Vancouver Coastal Health (VCH) and Providence Health Care (PHC) are implementing new measures to help keep patients, clients, staff and medical staff safe as scheduled elective surgeries resume in the coming weeks.
As part of VCH and PCH restart plans, access to expanded health care services such as surgical, ambulatory and community services, diagnostic imaging and lab testing will resume in a safe manner with protective measures in place.
On May 19, VCH and PHC will begin increasing surgical capacity across all its hospitals, and restarting elective surgeries so patients have access to the care they need. The plan to restart elective surgeries will be implemented in stages:
To start, all patients who had surgeries postponed will be contacted.
Patients who had their elective surgery postponed will be rescheduled with their surgeon.
Urgent surgeries will be prioritized, and will proceed in a way that maintains patient and staff safety.
New clinical guidelines will ensure patients are pre-screened for symptoms.
With the gradual restart of additional health care services, patients can expect the following as part of their surgical process:
When possible, patients will be assessed through a virtual pre-admission clinic by video or phone conference prior to surgery.
Consistent screening tools and risk assessment guidelines will be used.
Patients will be assessed 24 to 72 hours prior to surgery, and again upon arrival on the day of surgery.
Surgeries will be scheduled with time to accommodate additional enhanced cleaning and infection prevention and control measures.
VCH and PHC have put in place technology to support the virtual delivery of Pre-Admission Clinic services where appropriate. This reduces the need for patients to travel to the hospital for in-person visits before their surgeries and includes virtual assessments, consultations and individual or group education sessions.
At VCH and PHC hospitals and clinics, a number of measures are being taken to focus on the safety of patients and clients:
When arriving at the hospital or clinic site, patients and clients will enter the building from the main entrance – they will be greeted and asked to sanitize their hands.
The greeter will also ask each patient a few questions to assess if the patient has cold or flu-like symptoms. If so, they will be asked to wear a mask.
If assistance (mobility, translation, etc.) is required, one family member or support person can accompany the patient.
As patients move through the hospital or clinic, they will notice new floor decals and signage as a reminder to maintain a physical distance of two metres.

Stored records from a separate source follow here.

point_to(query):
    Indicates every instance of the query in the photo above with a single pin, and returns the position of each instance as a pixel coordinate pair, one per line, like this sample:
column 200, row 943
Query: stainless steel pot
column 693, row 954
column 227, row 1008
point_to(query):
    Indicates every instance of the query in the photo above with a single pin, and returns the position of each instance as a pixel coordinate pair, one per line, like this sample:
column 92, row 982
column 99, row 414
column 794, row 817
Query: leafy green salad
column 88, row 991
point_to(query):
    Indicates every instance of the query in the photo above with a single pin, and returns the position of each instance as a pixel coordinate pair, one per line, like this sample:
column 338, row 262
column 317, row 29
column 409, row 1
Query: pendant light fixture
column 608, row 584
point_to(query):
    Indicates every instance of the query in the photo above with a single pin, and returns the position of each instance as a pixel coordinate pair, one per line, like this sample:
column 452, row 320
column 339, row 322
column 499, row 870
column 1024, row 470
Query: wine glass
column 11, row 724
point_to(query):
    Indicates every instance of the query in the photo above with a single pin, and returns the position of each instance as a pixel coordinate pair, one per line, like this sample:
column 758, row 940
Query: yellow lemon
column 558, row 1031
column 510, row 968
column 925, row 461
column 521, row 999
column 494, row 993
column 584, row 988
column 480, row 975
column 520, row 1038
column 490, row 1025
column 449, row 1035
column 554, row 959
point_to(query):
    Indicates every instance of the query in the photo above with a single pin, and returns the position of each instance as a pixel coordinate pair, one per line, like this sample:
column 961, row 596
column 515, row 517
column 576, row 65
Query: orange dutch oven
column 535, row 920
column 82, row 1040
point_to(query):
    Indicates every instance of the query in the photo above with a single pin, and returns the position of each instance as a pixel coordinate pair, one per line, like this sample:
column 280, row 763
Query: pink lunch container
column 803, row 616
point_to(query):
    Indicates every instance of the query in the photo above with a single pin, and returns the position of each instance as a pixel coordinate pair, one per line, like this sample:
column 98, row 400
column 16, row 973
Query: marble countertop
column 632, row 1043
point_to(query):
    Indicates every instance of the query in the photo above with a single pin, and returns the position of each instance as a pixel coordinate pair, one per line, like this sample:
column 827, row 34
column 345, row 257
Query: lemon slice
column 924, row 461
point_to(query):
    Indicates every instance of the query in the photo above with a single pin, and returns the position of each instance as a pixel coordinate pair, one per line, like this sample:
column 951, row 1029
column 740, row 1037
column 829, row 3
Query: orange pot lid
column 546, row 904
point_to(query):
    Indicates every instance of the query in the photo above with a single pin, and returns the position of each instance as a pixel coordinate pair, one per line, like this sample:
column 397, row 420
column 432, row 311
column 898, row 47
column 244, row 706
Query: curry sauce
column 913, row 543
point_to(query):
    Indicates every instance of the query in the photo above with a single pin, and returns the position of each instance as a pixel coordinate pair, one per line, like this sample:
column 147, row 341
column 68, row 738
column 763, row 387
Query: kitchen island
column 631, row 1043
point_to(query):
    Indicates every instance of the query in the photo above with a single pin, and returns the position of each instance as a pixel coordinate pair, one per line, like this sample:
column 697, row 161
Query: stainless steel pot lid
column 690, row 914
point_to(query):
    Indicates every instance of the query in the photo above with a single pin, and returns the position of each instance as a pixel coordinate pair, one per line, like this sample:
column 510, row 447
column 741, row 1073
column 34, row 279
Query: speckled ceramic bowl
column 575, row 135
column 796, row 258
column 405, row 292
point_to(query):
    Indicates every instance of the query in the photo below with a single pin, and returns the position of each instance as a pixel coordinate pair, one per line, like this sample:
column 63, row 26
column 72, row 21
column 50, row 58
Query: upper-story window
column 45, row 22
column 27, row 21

Staff and physicians will be wearing personal protective equipment (PPE), such as masks, gloves, gowns and eye protection.
VCH sites have enhanced cleaning and disinfection in all high-touch clinical areas as well as in waiting rooms, cafeterias, coffee shops and common areas.
In an effort to provide health care services to as many people as possible, procedures that do not require an operating room or an overnight stay in hospital may be performed at an ambulatory clinic or in an alternative health care facility. For example, some eye surgeries may be performed in ophthalmology centres, while some day surgeries may shift to private surgical centres.
Patients who require urgent, emergent and oncology-related surgeries will continue to receive safe, priority care, as they have been throughout the pandemic.